The Thrill of Saving Lives
At Lincoln, we perform more than 2,000 colonoscopies every year and we find colon polyps in about a quarter of those. Those polyps can turn cancerous – so we are really preventing cancer before it starts. We are saving lives. Despite our ability to prevent colon cancer, there are still too many people who die from it. The good news is that since President Clinton made colon cancer awareness a national priority in 2000 by officially dedicating March as the recognition month, the rates have declined. But in the South Bronx it remains the second most common cancer.
Most Memorable Patient Moment
It wasn’t a patient, it was a colleague. She was going to retire and kept promising that she would get a colon cancer screening. Finally, on her last week, she got a colonoscopy. She had two large adenomatous polyps with invasive cancer. That meant the colonoscopy was curative and she did not need surgery or chemotherapy. Needless to say, she was very happy, and so were we.

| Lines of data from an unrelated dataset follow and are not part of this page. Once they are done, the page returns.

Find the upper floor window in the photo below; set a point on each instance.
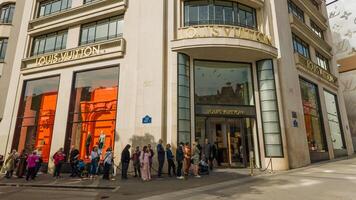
(3, 47)
(300, 46)
(52, 6)
(322, 61)
(219, 12)
(317, 30)
(295, 10)
(49, 42)
(101, 30)
(7, 13)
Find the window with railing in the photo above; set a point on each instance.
(3, 47)
(219, 12)
(322, 61)
(316, 29)
(101, 30)
(295, 10)
(49, 42)
(53, 6)
(300, 46)
(7, 13)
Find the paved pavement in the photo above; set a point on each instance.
(331, 180)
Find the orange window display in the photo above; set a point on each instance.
(36, 116)
(92, 117)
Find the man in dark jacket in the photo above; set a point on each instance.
(125, 161)
(180, 158)
(170, 160)
(73, 159)
(160, 156)
(208, 153)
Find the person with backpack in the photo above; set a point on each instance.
(180, 159)
(58, 158)
(108, 163)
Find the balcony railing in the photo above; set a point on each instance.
(314, 69)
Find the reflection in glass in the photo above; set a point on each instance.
(269, 109)
(337, 136)
(312, 117)
(35, 119)
(223, 83)
(92, 114)
(184, 131)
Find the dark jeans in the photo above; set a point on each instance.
(106, 174)
(57, 170)
(137, 168)
(94, 167)
(179, 169)
(171, 166)
(160, 167)
(31, 173)
(125, 167)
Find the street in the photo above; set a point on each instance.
(330, 180)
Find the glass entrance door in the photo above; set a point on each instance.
(233, 138)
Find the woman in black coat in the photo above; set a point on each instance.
(125, 161)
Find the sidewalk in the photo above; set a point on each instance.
(169, 183)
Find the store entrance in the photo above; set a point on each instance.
(233, 138)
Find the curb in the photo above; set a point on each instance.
(57, 186)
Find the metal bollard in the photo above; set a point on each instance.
(251, 163)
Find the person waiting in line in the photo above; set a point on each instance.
(39, 162)
(170, 160)
(73, 160)
(94, 162)
(32, 160)
(10, 163)
(160, 155)
(58, 158)
(136, 162)
(22, 163)
(145, 164)
(180, 159)
(108, 160)
(151, 156)
(187, 159)
(125, 161)
(196, 160)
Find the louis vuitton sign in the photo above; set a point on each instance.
(224, 32)
(69, 55)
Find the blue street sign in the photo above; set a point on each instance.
(147, 120)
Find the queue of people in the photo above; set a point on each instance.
(187, 159)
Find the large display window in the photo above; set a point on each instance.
(92, 114)
(223, 83)
(332, 108)
(36, 115)
(313, 117)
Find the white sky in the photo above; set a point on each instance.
(342, 16)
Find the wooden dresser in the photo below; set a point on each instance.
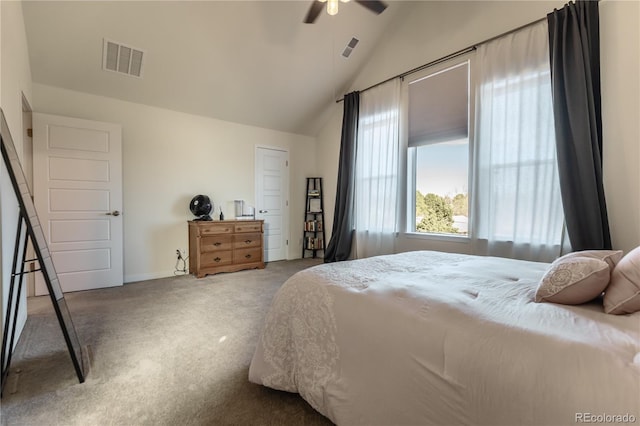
(225, 246)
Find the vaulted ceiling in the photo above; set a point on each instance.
(250, 62)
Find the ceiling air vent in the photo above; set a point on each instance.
(352, 44)
(122, 59)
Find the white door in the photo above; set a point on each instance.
(272, 200)
(77, 183)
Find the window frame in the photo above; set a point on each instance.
(408, 213)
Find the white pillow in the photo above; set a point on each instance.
(572, 280)
(612, 257)
(622, 296)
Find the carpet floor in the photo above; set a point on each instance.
(171, 351)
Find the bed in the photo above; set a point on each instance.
(437, 338)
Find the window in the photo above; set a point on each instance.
(438, 153)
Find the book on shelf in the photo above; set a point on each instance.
(313, 225)
(314, 205)
(312, 243)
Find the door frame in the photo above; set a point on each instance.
(286, 216)
(40, 122)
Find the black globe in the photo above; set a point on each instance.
(201, 206)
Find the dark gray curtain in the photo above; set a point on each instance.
(339, 247)
(574, 49)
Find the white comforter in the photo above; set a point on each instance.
(435, 338)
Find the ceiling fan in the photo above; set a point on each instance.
(375, 6)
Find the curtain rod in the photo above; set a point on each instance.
(450, 56)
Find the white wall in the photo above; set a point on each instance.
(15, 79)
(432, 30)
(620, 68)
(168, 157)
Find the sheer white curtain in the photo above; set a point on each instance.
(377, 166)
(517, 204)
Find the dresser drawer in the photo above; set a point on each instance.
(216, 228)
(247, 255)
(247, 241)
(249, 227)
(216, 258)
(216, 242)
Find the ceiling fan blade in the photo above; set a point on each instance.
(375, 6)
(314, 11)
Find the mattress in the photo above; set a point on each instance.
(437, 338)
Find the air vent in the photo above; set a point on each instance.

Giving Back as a Way of Life
My volunteer work with the Episcopal Parish of St Augustine's in Brooklyn, which I have been doing since 2007, involves a focus on AIDS/HIV education. We created a special brochure for the parish that emphasizes the impact of AIDS and means of reducing HIV infection. The brochure which I helped create is shared with our sister Parish of Diocese of Gold Coast in Ghana. This effort is all part of a push to incorporate the UN Millennium Development Goals, which is a blueprint agreed to by all the world’s countries to meet the needs of the world’s poorest. One of the main goals is to eradicate the spread of AIDS and increase education. As a physician, I was in an obvious position to help the parish advance this work.
His Brain at Play
I like golf and chess because you are not in a hurry to play—you can take your time. They are also social games. I am very lucky to play a round of golf every four months at my local municipal golf course. Regarding my chess skills—well, all I can say is, thank God for computers because I get to play chess every day.